Pelagius specially enraged Jerome and the high monastic party by his opposition to the extreme celibate ideals. ‘The virginal life,’ he was accused of saying, ‘is not commanded,’ and his system was condemned as a ‘philosophy of this world,’ that is, essentially rationalistic; but the charges of folly and luxuriousness, brought by Jerome and Orosius, seem to have been rooted mainly in ‘odium theologicum,’ and to be inconsistent with the strong language of Augustine and Paulinus in praise of his piety and virtue. His temper was rather studious than active; he thought and wrote, while Celestius and others undertook the business of public disputation. His life shows the first sign of the intellectual activity of the Celtic church, which afterwards bore fruit in the Irish missions.
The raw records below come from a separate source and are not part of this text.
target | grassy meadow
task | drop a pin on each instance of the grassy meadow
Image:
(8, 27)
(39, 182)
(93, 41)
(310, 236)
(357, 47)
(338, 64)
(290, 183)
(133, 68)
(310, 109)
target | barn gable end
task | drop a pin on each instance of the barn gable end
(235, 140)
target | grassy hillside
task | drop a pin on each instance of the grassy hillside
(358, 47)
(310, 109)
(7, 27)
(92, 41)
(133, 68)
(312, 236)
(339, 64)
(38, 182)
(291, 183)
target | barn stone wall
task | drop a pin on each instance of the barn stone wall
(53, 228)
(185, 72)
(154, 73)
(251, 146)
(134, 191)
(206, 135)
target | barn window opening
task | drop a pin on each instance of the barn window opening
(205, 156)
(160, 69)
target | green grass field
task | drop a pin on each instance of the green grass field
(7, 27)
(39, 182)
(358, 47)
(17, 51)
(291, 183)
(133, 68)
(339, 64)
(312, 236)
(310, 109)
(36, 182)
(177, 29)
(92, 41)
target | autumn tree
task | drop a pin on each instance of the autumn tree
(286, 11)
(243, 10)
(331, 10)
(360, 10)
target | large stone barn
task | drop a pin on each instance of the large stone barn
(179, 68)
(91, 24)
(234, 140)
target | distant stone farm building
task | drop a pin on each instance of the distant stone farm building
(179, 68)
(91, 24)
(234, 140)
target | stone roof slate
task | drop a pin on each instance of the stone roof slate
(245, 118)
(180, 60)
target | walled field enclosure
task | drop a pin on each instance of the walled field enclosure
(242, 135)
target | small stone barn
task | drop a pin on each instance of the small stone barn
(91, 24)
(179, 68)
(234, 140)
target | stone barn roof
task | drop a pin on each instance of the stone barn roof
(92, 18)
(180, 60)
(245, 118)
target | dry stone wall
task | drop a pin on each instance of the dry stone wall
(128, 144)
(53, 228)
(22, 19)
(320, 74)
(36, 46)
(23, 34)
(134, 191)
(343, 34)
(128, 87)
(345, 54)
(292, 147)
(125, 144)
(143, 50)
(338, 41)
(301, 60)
Pelagius journeyed from end to end of the Roman empire in order to propagate his opinions, and his activity and that of his friends was very probably what turned afresh the attention of catholic Christianity upon our islands, and led, among other things, to the Irish mission of Palladius [q. v.] in 431.
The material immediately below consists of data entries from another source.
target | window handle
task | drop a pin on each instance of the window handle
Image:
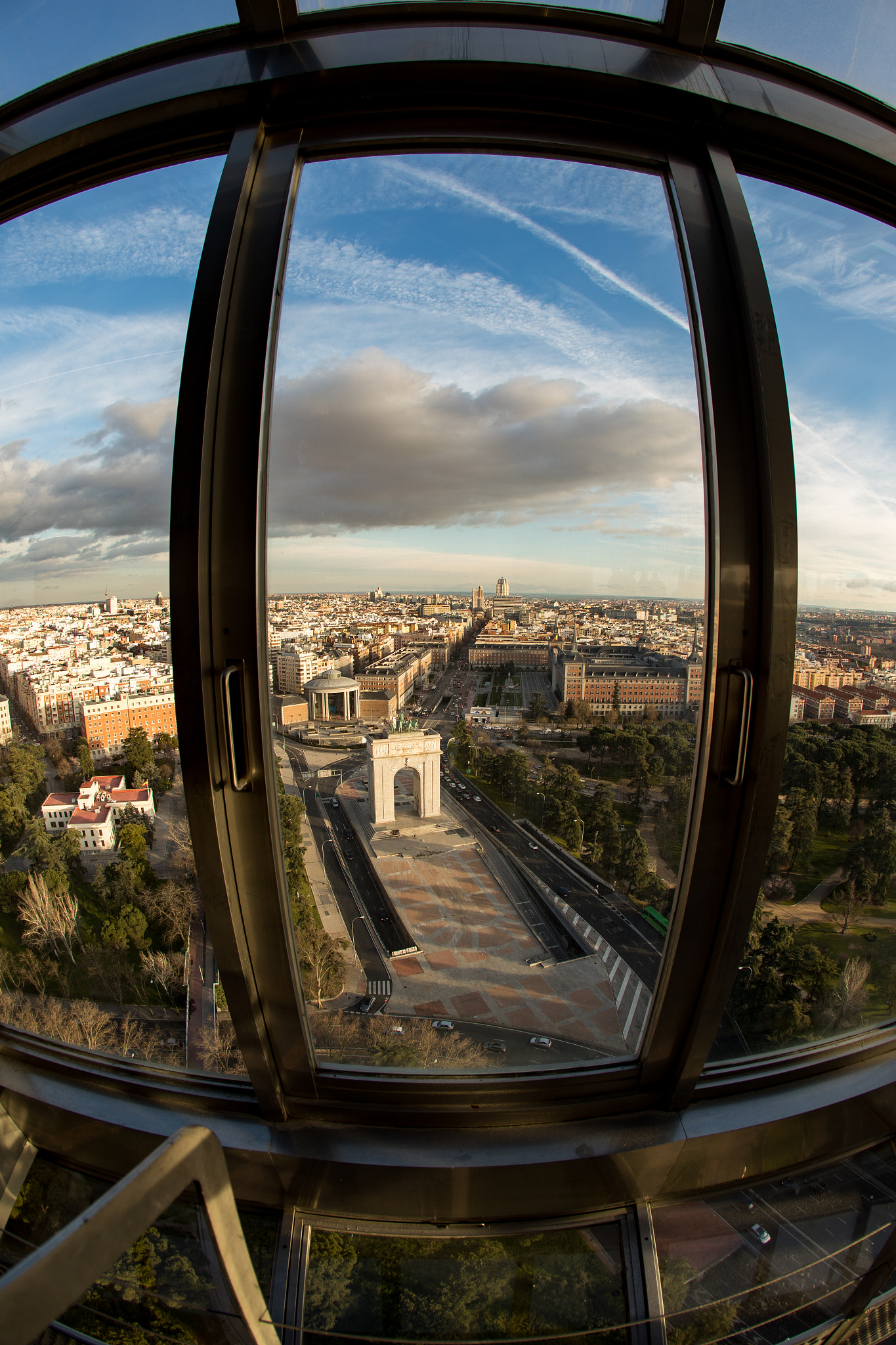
(236, 726)
(738, 775)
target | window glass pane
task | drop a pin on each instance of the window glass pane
(168, 1286)
(45, 39)
(855, 43)
(822, 953)
(771, 1262)
(651, 11)
(485, 576)
(98, 904)
(465, 1287)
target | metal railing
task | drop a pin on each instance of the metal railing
(55, 1275)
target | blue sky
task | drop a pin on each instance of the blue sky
(832, 276)
(484, 369)
(95, 300)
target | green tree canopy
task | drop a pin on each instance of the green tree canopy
(139, 755)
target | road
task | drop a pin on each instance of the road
(608, 911)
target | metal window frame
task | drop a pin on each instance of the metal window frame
(595, 97)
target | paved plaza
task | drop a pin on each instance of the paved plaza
(477, 956)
Throughout the middle ages theological controversy tended to revert to the questions raised by Pelagius, and Thomas Bradwardine [q. v.], one of the most famous of fourteenth century English doctors, celebrated by Chaucer as proverbially learned, left a great treatise on the subject—‘De Causa Dei contra Pelagium.’

[Pelagius's own writings, as mentioned in text: with additional Letters and Libelli, e.g. to Paulinus, Pope Innocent, &c. A book of his, in 4 parts, on Freewill is referred to by Augustine, De Gratia Christi, § 45, and Ep. 186, § 34, cf. Tillemont, xiii. 687; St. Jerome, esp. On Jeremiah, bks. i. iii. and preface; Jerome's Letters, e.g. 133, cf. his Collected Works (Benedictine ed.), v. 57, &c.; Gennadius, c. xlii. of De Viris Illustribus; Orosius's Apology, cc. 2, 4, 12, 29, 31, cf. Gallandius's Bibliotheca Vet. Patrum, vol. ix.; Orosius, De Arbit. Lib., cf. Tillemont, xiii. 562–5, &c., 687, &c.; Augustine (Benedictine ed.), vols. ii. x.; Bright's Select Anti-Pelagian Treatises of St. Augustine (viz., De Spiritu et Littera, De Natura et Gratia, De perfectione Justitiæ Hominis, De Gestis Pelagii, De Gratia Christi et de Peccato Originali, Contra duas Epistolas Pelagianorum); Marius Mercator's Adv. Pel. in Gallandius, viii. 615, &c.; Commonit. ii. 2; Prosper of Aquitaine, Works, i. 399–400, iii. 69–70 (ed. of 1782); Bede on Canticles, iv. 719 (Giles's Bede, ix. 195); Gildas's Hist. § ix.; Bright's Church Hist. pp. 249, 269, 276–9, 285; Robertson's Church Hist. ii. 139–54; Haddan and Stubbs, under A.D. 415, &c.; Stokes's Ireland and Celtic Church, pp. 20–2; Reeves's Adamnan; Ussher's Works, ed. Elrington, passim; notice by Professor Ince in Dictionary of Christian Biography.]